A propos de ce qu’apportent les écoles, M. Pigeat a ajouté aux techniques de base de la rédaction et au rodage le réseau de contacts et connaissances. M. Dupin a présenté la vision de la nouvelle école de journalisme de Sciences Po : non pas « donner l’illusion d’être opérationnel », car les techniques évoluent trop rapidement, mais « donner aux étudiants les outils de réflexion nécessaires » pour mener à bien leur fonction de journaliste ». Il faut également pour M. Pigeat, du CFJ, « inciter à une réflexion suffisante sur ce qu’est l’information journalistique dans le monde actuel », d’autant que « la crédibilité des médias est en chute libre », selon lui. « La confiance que les journalistes inspirent est à peu près la même que celle qu’inspirent les hommes politiques ! Cela met en cause le fonctionnement de la société et de la démocratie », a-t-il jugé. M. Dupin a insisté sur cette crise profonde que traverse le journalisme, en mentionnant les contre-exemples qu’offre la profession : mépris des faits, paresse intellectuelle, absence d’enquête de terrain, confusion avec la communication…

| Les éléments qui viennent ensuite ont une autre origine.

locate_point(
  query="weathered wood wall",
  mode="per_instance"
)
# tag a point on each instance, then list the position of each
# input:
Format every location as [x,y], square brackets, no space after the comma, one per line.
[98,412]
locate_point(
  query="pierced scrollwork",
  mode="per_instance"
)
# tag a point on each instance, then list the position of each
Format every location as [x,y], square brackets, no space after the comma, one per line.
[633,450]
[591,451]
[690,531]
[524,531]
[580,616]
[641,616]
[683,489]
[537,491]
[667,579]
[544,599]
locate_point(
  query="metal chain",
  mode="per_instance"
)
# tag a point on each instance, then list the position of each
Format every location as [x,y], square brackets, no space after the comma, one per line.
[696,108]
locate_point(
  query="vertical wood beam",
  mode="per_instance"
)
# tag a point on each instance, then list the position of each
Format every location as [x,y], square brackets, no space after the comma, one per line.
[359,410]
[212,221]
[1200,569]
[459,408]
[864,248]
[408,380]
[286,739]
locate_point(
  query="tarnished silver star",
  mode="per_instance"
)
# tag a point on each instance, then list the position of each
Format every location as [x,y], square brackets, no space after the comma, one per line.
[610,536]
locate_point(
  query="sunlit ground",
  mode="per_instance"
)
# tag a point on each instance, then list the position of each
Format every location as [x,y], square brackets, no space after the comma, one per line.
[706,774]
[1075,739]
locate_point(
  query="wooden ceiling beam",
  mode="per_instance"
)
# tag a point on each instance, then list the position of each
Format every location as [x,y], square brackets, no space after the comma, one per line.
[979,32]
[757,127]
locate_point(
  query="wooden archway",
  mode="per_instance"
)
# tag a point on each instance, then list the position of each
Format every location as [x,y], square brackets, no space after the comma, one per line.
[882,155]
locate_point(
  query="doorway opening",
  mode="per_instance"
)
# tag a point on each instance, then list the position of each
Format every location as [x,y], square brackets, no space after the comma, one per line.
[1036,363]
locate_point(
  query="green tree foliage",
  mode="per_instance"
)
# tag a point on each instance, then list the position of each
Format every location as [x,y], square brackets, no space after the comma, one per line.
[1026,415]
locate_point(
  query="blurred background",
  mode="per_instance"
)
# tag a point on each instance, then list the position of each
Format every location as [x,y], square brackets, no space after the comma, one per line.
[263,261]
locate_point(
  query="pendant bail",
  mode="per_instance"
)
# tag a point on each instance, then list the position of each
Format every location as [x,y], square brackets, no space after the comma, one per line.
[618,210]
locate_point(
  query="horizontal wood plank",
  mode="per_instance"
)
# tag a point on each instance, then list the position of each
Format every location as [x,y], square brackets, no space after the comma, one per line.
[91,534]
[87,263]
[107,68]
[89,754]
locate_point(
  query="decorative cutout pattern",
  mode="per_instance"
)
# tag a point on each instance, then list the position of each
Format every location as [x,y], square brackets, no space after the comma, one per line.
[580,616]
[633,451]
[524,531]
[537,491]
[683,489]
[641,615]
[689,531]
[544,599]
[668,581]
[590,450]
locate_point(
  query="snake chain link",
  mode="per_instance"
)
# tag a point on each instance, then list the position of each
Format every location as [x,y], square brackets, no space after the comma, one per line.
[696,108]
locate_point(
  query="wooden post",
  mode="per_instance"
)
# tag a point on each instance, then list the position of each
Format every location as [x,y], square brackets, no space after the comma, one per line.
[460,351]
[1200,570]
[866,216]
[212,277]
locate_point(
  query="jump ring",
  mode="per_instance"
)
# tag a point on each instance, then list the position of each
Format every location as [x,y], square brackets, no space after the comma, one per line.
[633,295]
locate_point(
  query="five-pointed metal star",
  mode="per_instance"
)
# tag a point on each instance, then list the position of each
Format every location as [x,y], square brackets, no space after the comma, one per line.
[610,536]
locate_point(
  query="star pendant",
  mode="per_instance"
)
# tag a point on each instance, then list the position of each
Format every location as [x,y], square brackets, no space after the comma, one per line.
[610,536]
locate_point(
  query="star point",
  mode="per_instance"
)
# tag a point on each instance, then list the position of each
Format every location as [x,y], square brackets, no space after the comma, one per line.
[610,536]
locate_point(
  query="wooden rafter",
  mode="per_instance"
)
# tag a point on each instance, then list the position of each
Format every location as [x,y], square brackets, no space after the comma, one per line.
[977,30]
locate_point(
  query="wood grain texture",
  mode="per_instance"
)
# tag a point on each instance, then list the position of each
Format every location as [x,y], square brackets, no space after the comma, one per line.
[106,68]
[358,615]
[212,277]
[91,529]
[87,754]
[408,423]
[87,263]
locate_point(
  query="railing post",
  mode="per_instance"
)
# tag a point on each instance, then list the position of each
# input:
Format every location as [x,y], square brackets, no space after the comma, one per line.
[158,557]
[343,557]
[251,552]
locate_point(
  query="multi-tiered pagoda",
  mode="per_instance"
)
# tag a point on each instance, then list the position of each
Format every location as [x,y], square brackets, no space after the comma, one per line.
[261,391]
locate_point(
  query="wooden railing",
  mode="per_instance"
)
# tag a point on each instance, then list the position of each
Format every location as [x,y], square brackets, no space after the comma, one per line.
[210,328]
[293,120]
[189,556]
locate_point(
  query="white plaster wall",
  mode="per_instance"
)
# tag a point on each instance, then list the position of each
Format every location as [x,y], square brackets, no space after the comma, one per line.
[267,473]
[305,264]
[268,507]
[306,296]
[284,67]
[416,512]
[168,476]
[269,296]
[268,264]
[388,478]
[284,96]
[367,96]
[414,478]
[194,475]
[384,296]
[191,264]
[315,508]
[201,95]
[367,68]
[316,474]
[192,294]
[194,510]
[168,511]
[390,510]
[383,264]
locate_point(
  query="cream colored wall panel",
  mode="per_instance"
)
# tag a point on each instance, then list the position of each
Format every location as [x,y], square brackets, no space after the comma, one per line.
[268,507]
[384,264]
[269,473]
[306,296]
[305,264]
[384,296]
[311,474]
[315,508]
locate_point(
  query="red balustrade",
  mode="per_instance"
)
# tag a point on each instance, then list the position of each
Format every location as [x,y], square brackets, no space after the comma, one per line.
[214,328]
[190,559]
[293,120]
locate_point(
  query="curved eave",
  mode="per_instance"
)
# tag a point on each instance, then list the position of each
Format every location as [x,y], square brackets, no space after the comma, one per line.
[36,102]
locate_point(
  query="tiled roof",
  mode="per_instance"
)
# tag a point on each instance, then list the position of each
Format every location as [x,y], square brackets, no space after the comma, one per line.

M. Pigeat est revenu sur ce qu’est le journalisme : il y a quarante ou cinquante ans, l’information était assez canalisée, aujourd’hui elle est le produit d’une situation technique différente. Il y a pléthore de nouvelles, elles sont immédiates, ce qui fait que la presse écrite tend à surenchérir par rapport à la télévision, et l’information peut être manipulée aisément. Le contexte économique a lui aussi changé : la finalité commerciale l’emporte parfois sur la finalité « sociale », estime le président du CFJ. Les journaux qui s’en sortent sont ceux qui essaient de « réinventer la presse écrite », en approfondissant les sujets, en adoptant des angles de vue particuliers, à l’instar du quotidien La Croix, note-t-il. M. Dupin a parlé d’« effet miroir » que produisent trop souvent les journaux, en flattant le lecteur : « Libé par exemple dit du mal de Sarkozy, du bien des SDF ». « La Croix, malgré sa forte identité catholique, donne des informations qui vont au-delà des préjugés de ses lecteurs ». Cette déférence par rapport au lecteur correspond aussi souvent à une déférence par rapport aux sources d’information, a poursuivi M. Pigeat. « Le journalisme est la science des sources ! », s’est-il exclamé.
Le débat s’est conclu sur une idée d’AQIT de faire des propositions aux politiques, pour enclencher un nouveau cycle positif du journalisme. Les trois intervenants ont néanmoins estimé qu’ils n’étaient pas dans une position légitime pour faire de telles propositions. « J’ai une conviction, a précisé M. Dupin. La profession elle-même est incapable de se réformer. L’interpellation par les intellectuels est également insuffisante. Il faut donc réfléchir à des mécanismes adéquats, a-t-il ajouté en mentionnant le courrier des lecteurs, les citoyens, les associations.